Re: character encoding from Silvia Pfeiffer on 2010-02-22 (public-html-a11y@w3.org from February 2010)

From: Silvia Pfeiffer <silviapfeiffer1@gmail.com>
Date: Tue, 23 Feb 2010 08:39:32 +1100
To: Philip Jägenstedt <philipj@opera.com>
Cc: Geoff Freed <geoff_freed@wgbh.org>, HTML Accessibility Task Force <public-html-a11y@w3.org>, Dick Bulterman <Dick.Bulterman@cwi.nl>
Message-ID: <2c0e02831002221339j456b7eefr7111030579bae294@mail.gmail.com>

On Tue, Feb 23, 2010 at 3:45 AM, Philip Jägenstedt <philipj@opera.com> wrote:
> On Mon, 22 Feb 2010 23:04:31 +0800, Geoff Freed <geoff_freed@wgbh.org>
> wrote:
>
>>
>> Regarding our SRT discussion, here's a new question.  How does SRT handle
>> different character encodings-- Windows, UTF-8, UTF-16, Shift-JIS, Big5,
>> etc.-- without using byte order marks (BOM), which are *not* required by
>> unicode?  In other words, how is a UA going to intuit character encodings if
>> they are not explicitly declared (which they *would* be in an XML document)?
>
> I think the only obvious point is that HTTP headers should be authoritative,
> so if they are present they should simply be obeyed.
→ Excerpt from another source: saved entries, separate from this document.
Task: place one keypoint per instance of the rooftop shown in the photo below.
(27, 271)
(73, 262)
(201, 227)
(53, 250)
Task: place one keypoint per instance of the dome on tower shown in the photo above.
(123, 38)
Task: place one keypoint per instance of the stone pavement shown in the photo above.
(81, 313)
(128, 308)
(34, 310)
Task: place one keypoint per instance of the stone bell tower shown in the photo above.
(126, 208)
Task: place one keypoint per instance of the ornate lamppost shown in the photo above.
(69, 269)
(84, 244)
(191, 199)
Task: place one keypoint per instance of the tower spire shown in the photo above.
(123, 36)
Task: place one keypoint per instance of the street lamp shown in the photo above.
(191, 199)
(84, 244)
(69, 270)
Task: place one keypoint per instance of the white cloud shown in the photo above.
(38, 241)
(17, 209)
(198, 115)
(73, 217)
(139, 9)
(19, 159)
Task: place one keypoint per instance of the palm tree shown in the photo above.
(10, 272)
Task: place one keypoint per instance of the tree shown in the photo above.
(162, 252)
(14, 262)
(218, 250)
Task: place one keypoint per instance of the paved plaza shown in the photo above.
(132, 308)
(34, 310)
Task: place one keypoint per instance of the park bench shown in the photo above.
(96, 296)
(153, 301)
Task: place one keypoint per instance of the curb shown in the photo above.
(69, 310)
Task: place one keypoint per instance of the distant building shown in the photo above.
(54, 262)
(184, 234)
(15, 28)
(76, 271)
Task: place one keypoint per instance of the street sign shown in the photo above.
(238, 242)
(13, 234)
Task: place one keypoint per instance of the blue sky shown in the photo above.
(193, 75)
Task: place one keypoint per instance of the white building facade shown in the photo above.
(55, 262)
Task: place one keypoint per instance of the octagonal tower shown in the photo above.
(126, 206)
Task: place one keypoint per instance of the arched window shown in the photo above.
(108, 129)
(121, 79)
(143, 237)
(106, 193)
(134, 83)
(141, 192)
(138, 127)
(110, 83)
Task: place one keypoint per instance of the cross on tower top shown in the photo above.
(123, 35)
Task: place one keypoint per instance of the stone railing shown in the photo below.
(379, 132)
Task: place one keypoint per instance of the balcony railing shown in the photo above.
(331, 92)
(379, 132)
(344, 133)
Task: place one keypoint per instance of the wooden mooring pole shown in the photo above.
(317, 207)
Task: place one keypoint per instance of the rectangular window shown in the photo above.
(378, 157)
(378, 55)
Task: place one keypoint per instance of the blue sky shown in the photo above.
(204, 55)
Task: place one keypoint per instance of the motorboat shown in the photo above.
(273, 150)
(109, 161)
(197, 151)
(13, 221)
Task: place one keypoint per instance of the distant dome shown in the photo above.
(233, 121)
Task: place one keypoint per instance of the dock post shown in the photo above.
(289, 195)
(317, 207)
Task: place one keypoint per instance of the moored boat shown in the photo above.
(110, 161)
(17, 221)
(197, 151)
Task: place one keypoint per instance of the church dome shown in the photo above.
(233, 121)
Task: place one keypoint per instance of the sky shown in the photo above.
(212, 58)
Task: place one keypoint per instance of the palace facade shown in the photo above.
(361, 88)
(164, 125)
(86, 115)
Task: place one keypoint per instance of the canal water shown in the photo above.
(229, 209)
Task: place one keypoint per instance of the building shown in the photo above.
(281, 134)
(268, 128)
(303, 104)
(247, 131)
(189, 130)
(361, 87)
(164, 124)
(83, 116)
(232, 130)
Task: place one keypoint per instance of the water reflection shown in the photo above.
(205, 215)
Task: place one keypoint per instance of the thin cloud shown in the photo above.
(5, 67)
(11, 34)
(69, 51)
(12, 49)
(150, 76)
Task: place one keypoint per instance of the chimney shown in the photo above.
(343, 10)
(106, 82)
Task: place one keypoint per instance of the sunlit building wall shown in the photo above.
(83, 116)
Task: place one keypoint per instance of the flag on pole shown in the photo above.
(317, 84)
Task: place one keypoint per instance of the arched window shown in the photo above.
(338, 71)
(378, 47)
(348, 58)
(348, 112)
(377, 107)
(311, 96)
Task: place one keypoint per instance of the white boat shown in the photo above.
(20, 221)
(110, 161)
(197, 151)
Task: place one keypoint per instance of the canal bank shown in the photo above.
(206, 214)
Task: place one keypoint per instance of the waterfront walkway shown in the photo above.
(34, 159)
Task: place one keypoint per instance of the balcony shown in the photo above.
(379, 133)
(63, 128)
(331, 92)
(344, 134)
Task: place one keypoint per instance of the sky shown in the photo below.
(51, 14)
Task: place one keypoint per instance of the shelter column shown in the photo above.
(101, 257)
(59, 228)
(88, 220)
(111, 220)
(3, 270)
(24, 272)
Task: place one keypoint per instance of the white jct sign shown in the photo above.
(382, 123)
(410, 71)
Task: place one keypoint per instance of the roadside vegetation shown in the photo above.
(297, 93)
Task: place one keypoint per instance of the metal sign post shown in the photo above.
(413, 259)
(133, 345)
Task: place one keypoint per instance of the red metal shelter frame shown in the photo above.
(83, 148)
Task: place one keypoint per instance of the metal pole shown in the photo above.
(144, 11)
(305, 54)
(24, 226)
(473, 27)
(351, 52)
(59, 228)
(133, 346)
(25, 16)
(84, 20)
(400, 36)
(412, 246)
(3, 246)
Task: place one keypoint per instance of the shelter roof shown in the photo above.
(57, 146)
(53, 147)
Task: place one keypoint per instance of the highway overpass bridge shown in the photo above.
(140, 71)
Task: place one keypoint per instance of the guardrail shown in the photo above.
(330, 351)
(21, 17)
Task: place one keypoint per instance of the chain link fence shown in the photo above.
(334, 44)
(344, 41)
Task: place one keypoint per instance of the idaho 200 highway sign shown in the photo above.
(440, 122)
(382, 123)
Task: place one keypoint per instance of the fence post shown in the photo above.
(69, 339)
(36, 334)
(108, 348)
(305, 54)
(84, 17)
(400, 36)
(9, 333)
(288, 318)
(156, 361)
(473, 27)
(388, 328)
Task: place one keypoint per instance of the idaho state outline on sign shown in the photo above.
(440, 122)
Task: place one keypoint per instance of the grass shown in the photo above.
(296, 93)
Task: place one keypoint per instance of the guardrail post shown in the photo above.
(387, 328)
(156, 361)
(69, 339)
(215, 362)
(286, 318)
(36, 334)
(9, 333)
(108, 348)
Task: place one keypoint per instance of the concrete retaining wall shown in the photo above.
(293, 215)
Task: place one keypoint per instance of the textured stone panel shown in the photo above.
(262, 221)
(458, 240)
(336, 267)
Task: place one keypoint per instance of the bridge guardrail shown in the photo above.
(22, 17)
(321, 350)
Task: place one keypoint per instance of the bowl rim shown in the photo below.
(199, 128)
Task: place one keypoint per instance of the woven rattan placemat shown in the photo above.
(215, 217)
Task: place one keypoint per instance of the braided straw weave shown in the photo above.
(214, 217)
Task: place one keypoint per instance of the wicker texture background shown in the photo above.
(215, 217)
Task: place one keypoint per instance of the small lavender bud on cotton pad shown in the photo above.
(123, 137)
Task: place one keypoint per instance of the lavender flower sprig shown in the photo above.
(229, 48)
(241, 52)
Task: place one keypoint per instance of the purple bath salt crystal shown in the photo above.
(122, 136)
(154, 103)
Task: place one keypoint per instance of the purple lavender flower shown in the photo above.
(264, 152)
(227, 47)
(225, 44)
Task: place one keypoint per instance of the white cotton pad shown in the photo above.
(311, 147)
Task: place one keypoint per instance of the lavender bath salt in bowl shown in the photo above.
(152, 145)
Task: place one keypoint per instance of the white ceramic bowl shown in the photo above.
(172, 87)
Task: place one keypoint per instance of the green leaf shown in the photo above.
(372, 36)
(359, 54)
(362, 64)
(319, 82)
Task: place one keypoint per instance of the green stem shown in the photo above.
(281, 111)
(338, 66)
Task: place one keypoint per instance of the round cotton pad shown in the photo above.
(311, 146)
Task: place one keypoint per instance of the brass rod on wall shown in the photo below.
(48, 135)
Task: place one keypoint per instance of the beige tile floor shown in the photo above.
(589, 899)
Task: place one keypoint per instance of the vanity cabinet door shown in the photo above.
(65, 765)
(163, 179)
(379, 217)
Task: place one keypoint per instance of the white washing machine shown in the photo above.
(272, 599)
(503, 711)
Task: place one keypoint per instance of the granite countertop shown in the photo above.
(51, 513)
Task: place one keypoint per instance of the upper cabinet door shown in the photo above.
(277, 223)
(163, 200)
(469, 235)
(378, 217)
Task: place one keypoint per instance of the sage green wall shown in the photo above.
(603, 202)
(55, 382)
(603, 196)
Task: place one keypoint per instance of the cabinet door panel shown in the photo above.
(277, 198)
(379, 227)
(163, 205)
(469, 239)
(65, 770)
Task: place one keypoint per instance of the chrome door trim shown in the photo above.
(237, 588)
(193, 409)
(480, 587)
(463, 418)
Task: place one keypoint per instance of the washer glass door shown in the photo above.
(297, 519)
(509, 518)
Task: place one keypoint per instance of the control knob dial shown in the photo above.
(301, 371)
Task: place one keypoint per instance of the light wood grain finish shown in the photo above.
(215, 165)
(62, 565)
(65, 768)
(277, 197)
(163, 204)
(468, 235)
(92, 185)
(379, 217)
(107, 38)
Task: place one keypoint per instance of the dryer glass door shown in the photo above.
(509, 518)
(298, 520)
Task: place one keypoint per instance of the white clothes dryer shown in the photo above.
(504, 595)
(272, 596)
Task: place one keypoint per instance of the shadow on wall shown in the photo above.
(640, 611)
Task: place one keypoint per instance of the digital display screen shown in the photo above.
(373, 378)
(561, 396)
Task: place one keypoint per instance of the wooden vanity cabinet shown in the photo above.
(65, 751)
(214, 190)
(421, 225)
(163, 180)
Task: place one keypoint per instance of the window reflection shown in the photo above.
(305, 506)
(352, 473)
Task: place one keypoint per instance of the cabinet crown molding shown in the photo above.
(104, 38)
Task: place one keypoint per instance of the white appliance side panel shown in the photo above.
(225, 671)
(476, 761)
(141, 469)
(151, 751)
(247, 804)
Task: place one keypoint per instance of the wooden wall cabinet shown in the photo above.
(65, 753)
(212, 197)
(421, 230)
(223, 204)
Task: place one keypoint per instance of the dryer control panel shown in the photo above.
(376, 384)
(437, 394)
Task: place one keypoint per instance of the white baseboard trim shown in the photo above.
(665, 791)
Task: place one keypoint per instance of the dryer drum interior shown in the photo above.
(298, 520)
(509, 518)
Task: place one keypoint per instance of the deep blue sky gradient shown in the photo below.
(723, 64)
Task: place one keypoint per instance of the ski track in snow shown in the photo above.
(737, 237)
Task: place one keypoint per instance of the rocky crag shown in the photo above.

If necessary we might
> also have an attribute on <track> that gives the encoding, current thinking
> is in type, e.g. type="text/srt; charset=UTF-8". I do not think we should
> have any sniffing whatsoever if neither HTTP headers or markup give a
> character encoding but instead assume UTF-8.
>
> This topic hasn't been discussed in very much depth before, so I assume not
> everyone agrees.

I am with you on this. In my experience sniffing on srt files failed
about 10-15% of the files that I used for testing, so I'd also prefer
to have it explicit in the markup or in the HTTP headers.

Cheers,
Silvia.

Received on Monday, 22 February 2010 21:40:24 UTC